9. A firm understanding of the language

If your company speaks and writes in a specific language, it’s important that you have proficient skills in understanding that language. Typically companies won’t hire anyone who isn’t a native speaker or someone who doesn’t use that language as a first language. This means that the editor should be completely comfortable and able to write, read, speak and edit in the chosen language.

8. Understanding of grammar, spelling, and style

Typically, higher education such as a degree in English or communications will help you grasp style, grammar and spelling on a professional level. Many online outlets that hire editors have their own writing style and will teach new editors how to edit according to that style; however, most of these companies will also seek out employees who have an advanced understanding of AP and Chicago styles.

7. Attention to detail

Obviously, editors are tasked with catching mistakes that others miss. If you’re not keen on focusing in on details, chances are you’ll miss mistakes--even big ones--that get pushed out into a final product. Attention to detail is essential for a job in editing, otherwise the publication or outlet looks unprofessional and sloppy.

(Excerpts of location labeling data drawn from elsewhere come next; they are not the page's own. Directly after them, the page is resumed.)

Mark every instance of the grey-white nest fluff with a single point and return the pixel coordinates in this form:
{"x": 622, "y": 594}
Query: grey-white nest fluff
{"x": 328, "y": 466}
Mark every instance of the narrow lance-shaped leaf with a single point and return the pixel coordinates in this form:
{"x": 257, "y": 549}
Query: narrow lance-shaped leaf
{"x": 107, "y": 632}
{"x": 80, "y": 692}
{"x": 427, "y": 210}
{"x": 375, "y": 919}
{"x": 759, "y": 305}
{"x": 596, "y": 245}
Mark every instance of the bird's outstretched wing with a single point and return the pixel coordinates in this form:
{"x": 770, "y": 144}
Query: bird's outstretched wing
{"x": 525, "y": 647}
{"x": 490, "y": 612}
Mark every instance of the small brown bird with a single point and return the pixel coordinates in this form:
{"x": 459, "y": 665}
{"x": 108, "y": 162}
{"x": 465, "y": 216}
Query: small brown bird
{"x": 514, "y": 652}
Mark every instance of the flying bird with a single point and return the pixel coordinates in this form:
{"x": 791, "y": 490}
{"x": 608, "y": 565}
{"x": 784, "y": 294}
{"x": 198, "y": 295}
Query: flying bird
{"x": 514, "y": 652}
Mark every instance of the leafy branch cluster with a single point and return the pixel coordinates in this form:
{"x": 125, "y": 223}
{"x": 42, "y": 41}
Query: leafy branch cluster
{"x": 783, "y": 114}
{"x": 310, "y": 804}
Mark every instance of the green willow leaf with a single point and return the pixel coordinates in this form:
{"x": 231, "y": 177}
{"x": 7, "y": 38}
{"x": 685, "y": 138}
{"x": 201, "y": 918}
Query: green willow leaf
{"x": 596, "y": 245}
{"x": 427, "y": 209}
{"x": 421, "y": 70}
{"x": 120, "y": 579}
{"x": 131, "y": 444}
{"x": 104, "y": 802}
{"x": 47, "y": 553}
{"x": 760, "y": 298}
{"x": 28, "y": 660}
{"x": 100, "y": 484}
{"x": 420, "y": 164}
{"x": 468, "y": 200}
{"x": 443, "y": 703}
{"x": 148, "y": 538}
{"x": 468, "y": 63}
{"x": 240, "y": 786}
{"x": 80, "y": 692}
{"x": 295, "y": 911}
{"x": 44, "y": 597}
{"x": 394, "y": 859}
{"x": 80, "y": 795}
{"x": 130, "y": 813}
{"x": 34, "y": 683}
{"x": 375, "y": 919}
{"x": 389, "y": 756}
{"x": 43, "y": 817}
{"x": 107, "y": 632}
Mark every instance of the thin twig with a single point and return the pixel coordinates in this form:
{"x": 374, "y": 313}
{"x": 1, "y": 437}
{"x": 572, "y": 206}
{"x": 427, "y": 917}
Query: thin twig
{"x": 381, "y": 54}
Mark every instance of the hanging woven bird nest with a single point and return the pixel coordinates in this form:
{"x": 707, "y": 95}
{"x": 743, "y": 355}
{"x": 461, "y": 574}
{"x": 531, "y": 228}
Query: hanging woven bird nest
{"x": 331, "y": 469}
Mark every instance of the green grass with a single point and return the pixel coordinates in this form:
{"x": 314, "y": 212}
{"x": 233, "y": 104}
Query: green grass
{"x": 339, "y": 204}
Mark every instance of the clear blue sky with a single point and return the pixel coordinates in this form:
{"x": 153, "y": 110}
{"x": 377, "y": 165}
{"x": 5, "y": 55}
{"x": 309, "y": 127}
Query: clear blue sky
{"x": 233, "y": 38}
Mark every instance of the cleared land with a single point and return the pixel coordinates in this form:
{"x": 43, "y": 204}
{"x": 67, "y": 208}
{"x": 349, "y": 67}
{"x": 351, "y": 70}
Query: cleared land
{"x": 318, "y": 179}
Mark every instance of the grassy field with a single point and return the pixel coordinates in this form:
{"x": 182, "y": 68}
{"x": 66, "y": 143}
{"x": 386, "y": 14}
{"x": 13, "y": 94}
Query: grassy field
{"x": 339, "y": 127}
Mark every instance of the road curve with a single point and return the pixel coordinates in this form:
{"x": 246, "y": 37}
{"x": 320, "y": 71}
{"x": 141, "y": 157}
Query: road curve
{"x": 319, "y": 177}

6. Communication skills are important

As an editor, you’re going to interface with writers and readers quite often. Communication in a positive, professional way is essential for keeping writers and readers coming back.

5. Positive and informative feedback

As an editor, you’ll often be required to leave feedback for writers on ways that they can improve future work. Practice by giving yourself feedback on the things you do--remember that this feedback should be positive and constructive, but it shouldn’t be fluffed up to avoid hurt feelings. 

4. Manage an editorial calendar

Most companies work on an editorial calendar that keeps editors and writers on the same page as far as ongoing assignments and projects. Typically, senior editors may be more in charge of updating and maintaining the calendar, but if the company is smaller or has fewer editors, you may be tasked with keeping it up to date. 

3. Manage a team or group of writers

People management is one of the most important skills an editor can have. Again, if the company is smaller or has fewer editors, you may be interfacing with a group of writers on a daily basis; keeping them on task and focused can be tough, especially if you’re the only one managing them. 

2. Create and maintain relationships with clients

If you’re applying for positions that serve clients or act as a middle man for content creation, you may be tasked with reaching out to or communicating with clients and other businesses. This can range from cold emails (like cold-calling) to updating clients on the status of a project.

1. Ability to hold employees accountable and keep deadlines and standards high

Editors are responsible for managing deadlines and ensuring that standards are met. Content must reach a certain quality before it can be used, and writers must be kept to their deadlines. If writers are missing deadlines, it’s up to the editor to leave feedback and take further action if required.


These skills are just some of the top skills needed for a successful career in editing. However, none of them will take you very far if you’re not passionate or even interested in editing.